Relative Sun Planning, Not Precision Gymnastics
When I’m reviewing potential locations at home, I bring up a spot in GeoLog and use the Ephemeris view. Those simple << and >> buttons let me scrub through months at a time. October sunrise? Not quite. November? Better. December? Perfect—the sun will be low on the horizon behind that rock formation. That’s the kind of relative planning that actually helps me make decisions about when to return.
Exposure Compensation for the Real World
As both a digital and film photographer, I run into a problem that most camera apps ignore: what happens when you stack ND filters beyond what your camera’s meter can handle? You’re in bulb mode with a stopwatch, doing mental math to compensate for neutral density filters—and if you’re shooting film, you’re also calculating reciprocity failure.
GeoLog’s Exposure Compensation (EC) feature solves this. Enter your base exposure, add your ND filter value, and GeoLog calculates the actual exposure time you need—including reciprocity compensation using industry-standard algorithms for film photographers.
But it doesn’t stop at calculation. The built-in timer works even when you turn off your phone screen, using the Dynamic Island to keep you informed. You get 10-minute and 2-minute warnings during long exposures, so you’re not constantly checking your watch during a 15-minute exposure. It’s the kind of feature that only makes sense when you’ve actually been out there at golden hour, trying to juggle a stopwatch, ND filters, and composition.
GeoLog also includes Depth of Field (DoF) and Field of View (FoV) calculators—though I’ll admit the FoV tool started as a testing mechanism for the crop marks feature and turned out to be useful in its own right.

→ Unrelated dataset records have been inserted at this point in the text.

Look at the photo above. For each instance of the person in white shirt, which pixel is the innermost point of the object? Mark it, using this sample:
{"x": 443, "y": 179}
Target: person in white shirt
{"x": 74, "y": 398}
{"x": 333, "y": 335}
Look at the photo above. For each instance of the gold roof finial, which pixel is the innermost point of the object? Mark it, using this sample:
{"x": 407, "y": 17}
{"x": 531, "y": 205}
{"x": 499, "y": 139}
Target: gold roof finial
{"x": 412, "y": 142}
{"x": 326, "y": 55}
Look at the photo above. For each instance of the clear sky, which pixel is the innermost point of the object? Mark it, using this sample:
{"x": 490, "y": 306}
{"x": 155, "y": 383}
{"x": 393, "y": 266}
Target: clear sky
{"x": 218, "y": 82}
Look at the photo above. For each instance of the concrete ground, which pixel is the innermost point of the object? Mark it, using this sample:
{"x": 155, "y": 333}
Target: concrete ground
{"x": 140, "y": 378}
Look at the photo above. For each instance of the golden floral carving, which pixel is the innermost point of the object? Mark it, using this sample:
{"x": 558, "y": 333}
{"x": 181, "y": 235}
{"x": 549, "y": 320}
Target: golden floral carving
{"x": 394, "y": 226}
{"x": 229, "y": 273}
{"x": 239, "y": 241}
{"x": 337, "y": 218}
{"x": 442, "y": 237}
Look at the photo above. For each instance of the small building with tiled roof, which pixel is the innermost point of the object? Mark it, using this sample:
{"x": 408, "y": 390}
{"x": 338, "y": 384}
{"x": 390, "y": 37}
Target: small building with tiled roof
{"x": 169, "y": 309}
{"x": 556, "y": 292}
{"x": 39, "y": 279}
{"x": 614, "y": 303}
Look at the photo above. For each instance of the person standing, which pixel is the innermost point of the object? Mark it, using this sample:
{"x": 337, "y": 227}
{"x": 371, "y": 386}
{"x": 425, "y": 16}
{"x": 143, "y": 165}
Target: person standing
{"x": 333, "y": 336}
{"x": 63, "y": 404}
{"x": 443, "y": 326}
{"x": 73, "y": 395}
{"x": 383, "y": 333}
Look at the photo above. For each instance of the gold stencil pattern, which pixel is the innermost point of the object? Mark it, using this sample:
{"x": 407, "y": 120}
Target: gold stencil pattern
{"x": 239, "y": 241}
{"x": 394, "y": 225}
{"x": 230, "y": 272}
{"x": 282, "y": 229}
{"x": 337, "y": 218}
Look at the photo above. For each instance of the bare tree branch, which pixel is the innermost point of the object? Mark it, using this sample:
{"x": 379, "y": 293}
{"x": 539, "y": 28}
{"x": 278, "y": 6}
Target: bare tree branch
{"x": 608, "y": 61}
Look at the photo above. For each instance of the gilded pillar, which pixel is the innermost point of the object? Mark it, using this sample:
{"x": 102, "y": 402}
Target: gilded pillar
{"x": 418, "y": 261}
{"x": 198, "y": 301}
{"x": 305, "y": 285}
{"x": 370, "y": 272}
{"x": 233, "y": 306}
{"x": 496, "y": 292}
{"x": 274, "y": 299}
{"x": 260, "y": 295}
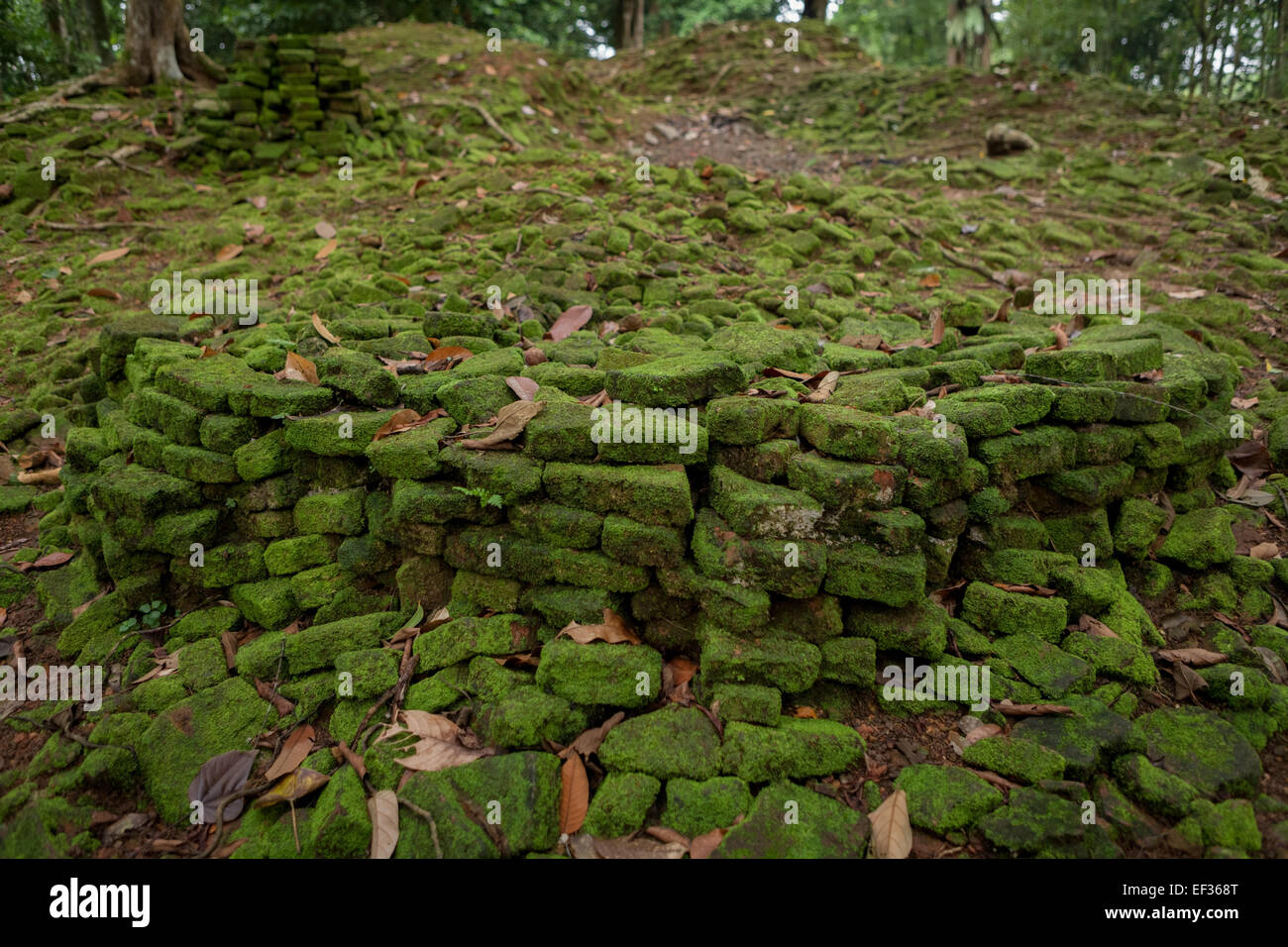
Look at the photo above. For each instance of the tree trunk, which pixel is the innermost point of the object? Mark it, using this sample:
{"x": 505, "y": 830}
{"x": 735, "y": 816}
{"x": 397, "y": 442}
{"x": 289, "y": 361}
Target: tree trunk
{"x": 156, "y": 46}
{"x": 99, "y": 30}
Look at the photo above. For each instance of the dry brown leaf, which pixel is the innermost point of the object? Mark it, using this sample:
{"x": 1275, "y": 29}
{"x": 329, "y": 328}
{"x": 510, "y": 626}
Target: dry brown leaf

Get There: Driving Directions Built In
Ready to shoot? Tap the driving directions button on any location and GeoLog launches navigation from your current position to the photo spot. No more fumbling between apps or trying to remember which turnoff led to that perfect overlook.
The Gallery Advantage
The gallery feature captures how photographers actually work. Multiple compositions from different angles. Interpretive signs and wayside markers. Reference shots for later captioning. When I’m preparing images for museum labels, exhibition descriptions, or accurate captions, having that reference material tied to the exact location is invaluable.
iCloud Sync Across Devices
Your scouting work syncs seamlessly across all your devices. Scout on your iPhone in the field, plan on your iPad at home, check details on your Mac before you leave. Everything stays in sync.
Built by a Photographer, for Photographers
As a Fellowship photographer with the Dallas Camera Club and a member of several other camera clubs over the years, I’ve learned that successful photography is as much about preparation and return visits as it is about being in the right place at the right time. GeoLog is the tool I wished existed—one that thinks about locations the way photographers actually think about them, removes friction from the scouting process, and makes planning practical rather than overly complex.
What’s Next
GeoLog is just getting started. Future enhancements will include comprehensive trip planning with anchored locations (set a home base and plan from there, with date-specific ephemeris data), OCR for interpretive signs (automatically extract text to your notes), and trip essentials like nearby hotels and campsites. The goal remains the same: make location scouting and trip planning as frictionless as possible.
If you’ve ever found yourself frustrated with overly complex planning apps, or if you’ve cobbled together your own workaround system for scouting locations, GeoLog is ready to simplify your workflow.
See the light. Plan the shot. Master the moment.